Le Moulin a Taiwan
Oriente estremo Surrealismo e dadaismo sotto il domino giapponese
Oriente estremo Surrealismo e dadaismo sotto il domino giapponese
Nel 17 aprile 1895 la Cina cede ufficialmente l’isola di Taiwan al Giappone con il Trattato di Shimonoseki e comincia così il periodo coloniale nipponico che durerà fino al 1945. Dopo più di trent’anni di assimilazione culturale forzata, verso il 1930 scaturì il primo movimento artistico di stampo moderno mai avvenuto a Taiwan, Le Moulin.

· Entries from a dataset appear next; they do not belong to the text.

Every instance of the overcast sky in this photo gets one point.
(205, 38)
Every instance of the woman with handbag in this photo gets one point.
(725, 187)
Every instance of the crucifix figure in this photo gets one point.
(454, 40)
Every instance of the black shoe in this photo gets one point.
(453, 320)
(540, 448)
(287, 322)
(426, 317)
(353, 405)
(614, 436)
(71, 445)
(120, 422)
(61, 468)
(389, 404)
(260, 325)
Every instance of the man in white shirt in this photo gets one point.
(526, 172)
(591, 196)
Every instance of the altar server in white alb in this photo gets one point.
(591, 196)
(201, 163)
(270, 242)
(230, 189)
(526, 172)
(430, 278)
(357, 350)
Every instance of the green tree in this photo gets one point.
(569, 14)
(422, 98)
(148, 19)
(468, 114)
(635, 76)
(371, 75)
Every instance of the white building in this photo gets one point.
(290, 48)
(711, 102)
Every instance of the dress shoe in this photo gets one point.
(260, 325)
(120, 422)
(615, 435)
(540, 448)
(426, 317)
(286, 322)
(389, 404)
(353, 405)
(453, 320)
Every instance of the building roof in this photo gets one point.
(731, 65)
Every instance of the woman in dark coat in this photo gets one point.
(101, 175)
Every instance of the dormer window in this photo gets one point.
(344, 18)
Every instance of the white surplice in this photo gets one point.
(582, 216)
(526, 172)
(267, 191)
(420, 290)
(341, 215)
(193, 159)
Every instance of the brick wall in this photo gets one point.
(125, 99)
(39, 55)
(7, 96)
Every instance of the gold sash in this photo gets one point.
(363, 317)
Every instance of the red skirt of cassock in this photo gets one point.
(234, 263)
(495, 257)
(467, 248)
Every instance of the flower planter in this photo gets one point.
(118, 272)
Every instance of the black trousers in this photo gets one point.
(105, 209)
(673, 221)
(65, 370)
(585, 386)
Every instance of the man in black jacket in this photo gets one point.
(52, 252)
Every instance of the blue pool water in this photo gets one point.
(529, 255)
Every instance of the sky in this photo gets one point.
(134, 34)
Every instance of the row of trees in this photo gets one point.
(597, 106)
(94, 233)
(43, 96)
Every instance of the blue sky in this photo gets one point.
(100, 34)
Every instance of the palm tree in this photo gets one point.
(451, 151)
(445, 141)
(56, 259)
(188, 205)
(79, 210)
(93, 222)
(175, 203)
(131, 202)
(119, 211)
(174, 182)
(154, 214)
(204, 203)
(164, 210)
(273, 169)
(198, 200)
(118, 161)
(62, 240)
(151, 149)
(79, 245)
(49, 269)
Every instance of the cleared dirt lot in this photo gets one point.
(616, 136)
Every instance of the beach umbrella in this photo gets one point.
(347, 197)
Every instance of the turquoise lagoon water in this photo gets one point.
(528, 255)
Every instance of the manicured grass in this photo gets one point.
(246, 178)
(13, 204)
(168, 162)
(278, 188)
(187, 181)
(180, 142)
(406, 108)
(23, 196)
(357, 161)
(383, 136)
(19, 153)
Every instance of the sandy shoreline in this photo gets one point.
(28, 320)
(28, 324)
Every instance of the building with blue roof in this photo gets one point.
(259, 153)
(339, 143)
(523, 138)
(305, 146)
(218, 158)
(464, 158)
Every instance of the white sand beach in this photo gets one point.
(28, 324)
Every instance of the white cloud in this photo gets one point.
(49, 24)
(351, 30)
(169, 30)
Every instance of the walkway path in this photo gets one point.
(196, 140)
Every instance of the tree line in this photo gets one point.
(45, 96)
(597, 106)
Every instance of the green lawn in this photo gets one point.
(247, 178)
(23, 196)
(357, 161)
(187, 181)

Questo gruppo voleva scalciare giù dal piedistallo la supposta superiorità della cultura e delle arti giapponesi imposte sulla popolazione dell’isola, attraverso un rinnovamento che guardava soprattutto ad Occidente ed alla Francia dei Surrealisti in particolare. Anche se a portare ad introdurre queste correnti moderne provenienti dall’Europa furono paradossalmente proprio i giapponesi.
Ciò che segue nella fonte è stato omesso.